Sterling traded about 0.5% lower against the dollar shortly after the announcement.

Britain faces simultaneous risks of a no-deal Brexit, an increase in coronavirus cases leading to the reintroduction of some social restrictions and the termination of the government’s furlough scheme next month, which had supported millions of sleeping workers during the pandemic .

After throwing a record 20.4% in the second quarter to officially go into recession, the UK economy saw signs of recovery with a 6.6% monthly expansion in July after nationwide lockdown measures were gradually lifted.

However, an increase in cases to more than 3,000 per.
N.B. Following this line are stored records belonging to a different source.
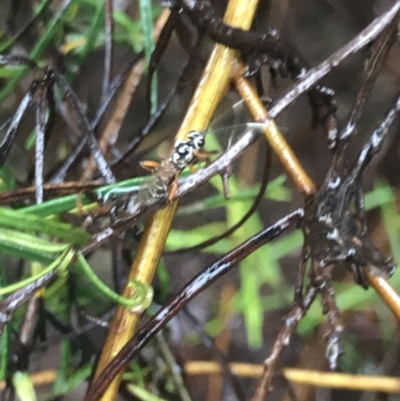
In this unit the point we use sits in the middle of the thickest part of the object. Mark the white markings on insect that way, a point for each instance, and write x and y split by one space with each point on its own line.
334 234
325 218
333 184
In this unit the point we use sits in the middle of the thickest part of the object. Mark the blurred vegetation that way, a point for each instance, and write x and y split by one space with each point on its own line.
36 238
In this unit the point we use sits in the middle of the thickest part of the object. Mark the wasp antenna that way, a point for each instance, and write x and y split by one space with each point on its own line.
256 125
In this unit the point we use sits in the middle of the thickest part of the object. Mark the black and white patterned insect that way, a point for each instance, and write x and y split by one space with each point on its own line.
162 182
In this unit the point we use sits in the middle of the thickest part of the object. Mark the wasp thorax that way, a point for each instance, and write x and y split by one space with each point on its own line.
183 154
197 138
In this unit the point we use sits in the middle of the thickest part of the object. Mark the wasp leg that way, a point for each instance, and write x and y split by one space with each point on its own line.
173 188
149 165
192 168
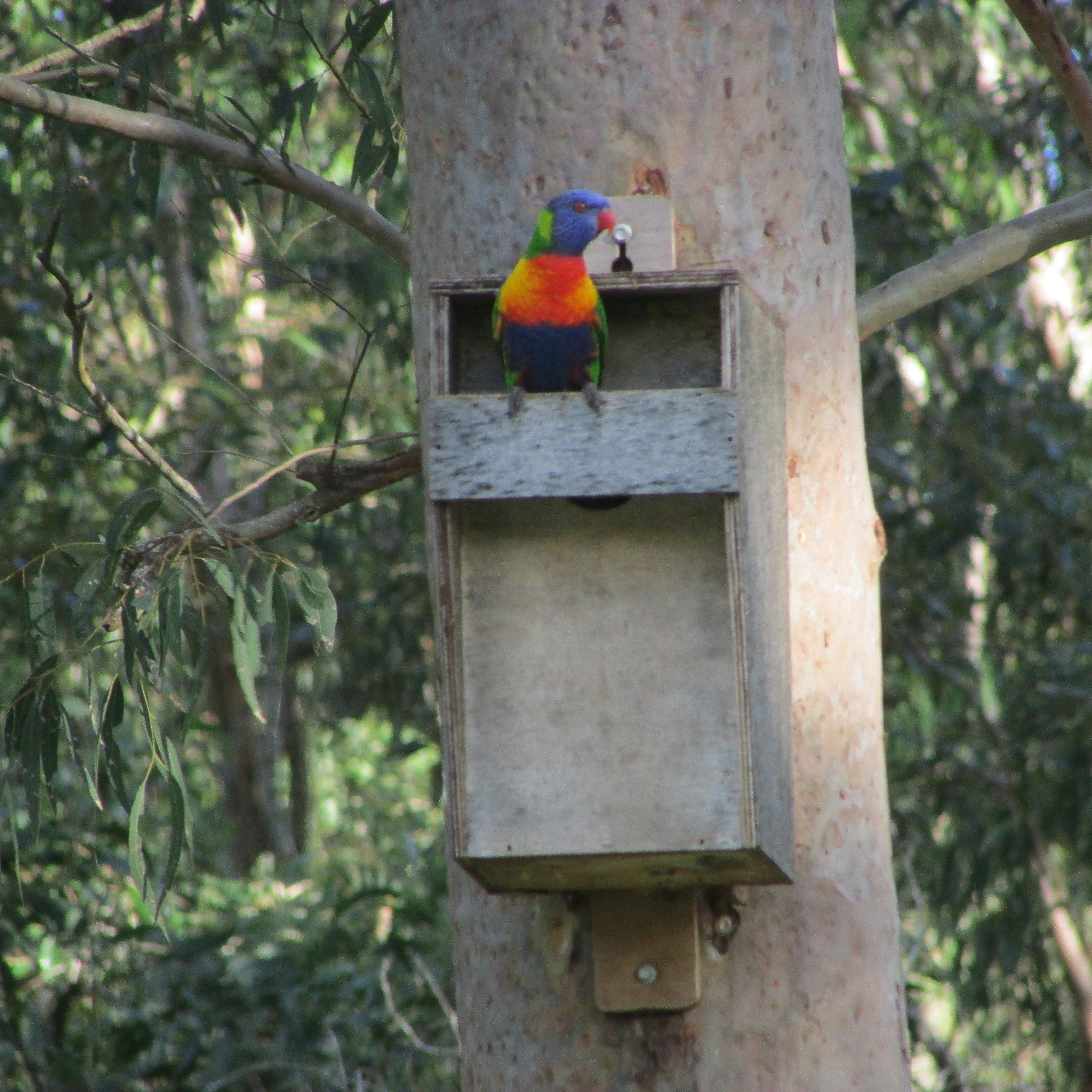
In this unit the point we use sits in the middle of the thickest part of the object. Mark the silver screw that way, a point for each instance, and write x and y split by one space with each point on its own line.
725 926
Today forced the government to implement new rules on social gatherings and implement localized lockdowns in certain regions, questioning the country’s recovery.

“The recent increases in Covid-19 cases in some parts of the world, including the UK, have the potential to offset economic activity, albeit probably on a smaller scale than seen earlier in the year,” the bank said in its Summary.

It added that there is still a risk of a “more persistent period of rising unemployment than in the central projection.”

Despite stronger-than-expected domestic economic data in recent months, the central bank said the economic outlook remains “unusually uncertain” as its key assumptions include a free trade agreement with the European Union, which enters into force on 1 January and a gradual spread of the effect of Covid-19.

The MPC also said it does not intend to tighten monetary policy until there is “clear evidence that significant progress is being made in eliminating spare capacity and reaching the 2% inflation target sustainably.”